Proposed degradative pathway occurs in human cells. Human THP-I cells were cultivated under Neu5Gc-free conditions using 5% human serum. Thereafter, the culture medium was supplemented with either [³H]ManNGc or [³H]GlcNGc. After 3 days, the feeding medium was removed, and the cells were washed intensively with PBS. Subsequently, the cell pellets were resuspended in hypotonic 10 mm Tris-HCl pH 7.5, and lysed by repetitive freeze-thaw. Ethanol was added to a final concentration of 70%, and precipitation occurred at −20 °C overnight. The supernatant was supplemented with internal standards and subsequently analyzed by HPLC under alkaline conditions using a PA-1 column. Fractions (0.5 ml) were collected, and radioactivity was determined by scintillation counting. A, THP-I cells fed with [³H]ManNGc were prepared and analyzed as described above. [¹⁴C]GlcNGc and [¹⁴C]glycolate were added as internal standards prior to HPLC analysis. The elution profile reveals ³H radioactivity (black symbols and line) derived from the [³H]ManNGc in the sample on the left y axis, and ¹⁴C radioactivity (gray symbols and line) from the internal standards is shown on the right y axis. B, THP-I cells fed with [³H]GlcNGc were treated as described above. [³H]Mannose (peak marked ***) was added as internal standard prior to HPLC analysis.

FIGURE 7.

Proposed Neu5Gc-degrading pathway is partially reversible.
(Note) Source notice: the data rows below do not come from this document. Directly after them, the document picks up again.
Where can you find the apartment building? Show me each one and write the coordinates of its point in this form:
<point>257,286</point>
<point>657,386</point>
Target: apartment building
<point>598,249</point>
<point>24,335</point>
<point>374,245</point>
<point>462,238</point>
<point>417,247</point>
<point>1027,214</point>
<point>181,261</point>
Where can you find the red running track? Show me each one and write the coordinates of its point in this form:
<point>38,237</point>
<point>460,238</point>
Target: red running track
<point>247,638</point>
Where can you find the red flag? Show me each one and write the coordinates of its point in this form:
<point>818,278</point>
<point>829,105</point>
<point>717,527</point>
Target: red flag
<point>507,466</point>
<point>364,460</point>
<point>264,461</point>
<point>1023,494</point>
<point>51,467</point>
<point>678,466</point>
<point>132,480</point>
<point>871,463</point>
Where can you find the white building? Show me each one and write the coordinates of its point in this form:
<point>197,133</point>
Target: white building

A, synthesis of GlcNGc and peracetylated GlcNGc from a commercial source of glucosamine. a, acetoxyacetyl chloride and aqueous sodium bicarbonate (yield = 94%). b, pyridine and acetic anhydride (yield = 90%). B, human THP-I cells and murine Cmah^−/− fibroblasts were cultivated under Neu5Gc-free conditions using 5% human serum. Thereafter, the feeding media were supplemented with either 5 mm Neu5Gc (positive control; shaded dark gray) or synthesized ManNGc and GlcNGc derivatives. In parallel, cells were kept in 5% human serum without feeding (negative control; black line). After 3 days of feeding, cells were harvested and analyzed by flow cytometry using anti-Neu5Gc IgY (25) for sensitive detection of cell-surface glycosidically bound Neu5Gc. As an additional negative control, cells fed 5 mm Neu5Gc were also stained with control chicken IgY antibody (control IgY; shaded light gray). Histograms of THP-I cells (left panel) and Cmah^−/− fibroblasts (right panel) are shown. Cells were fed either 100 μm ManNGc (gray line), 10 mm ManNGc (dotted black line), or 100 μm per-O-acetylated ManNGc (per-O-acetyl-ManNGc) in addition to the controls described above. C, flow cytometry analysis of THP-I cells (left panel) and Cmah^−/− fibroblasts (right panel). Cells were incubated with either 100 μm GlcNGc (gray line), 10 mm GlcNGc (dotted black line), or 100 μm peracetylated GlcNGc (per-O-acetyl-GlcNGc) in the feeding media. Experiments were done in parallel with the control feedings explained above.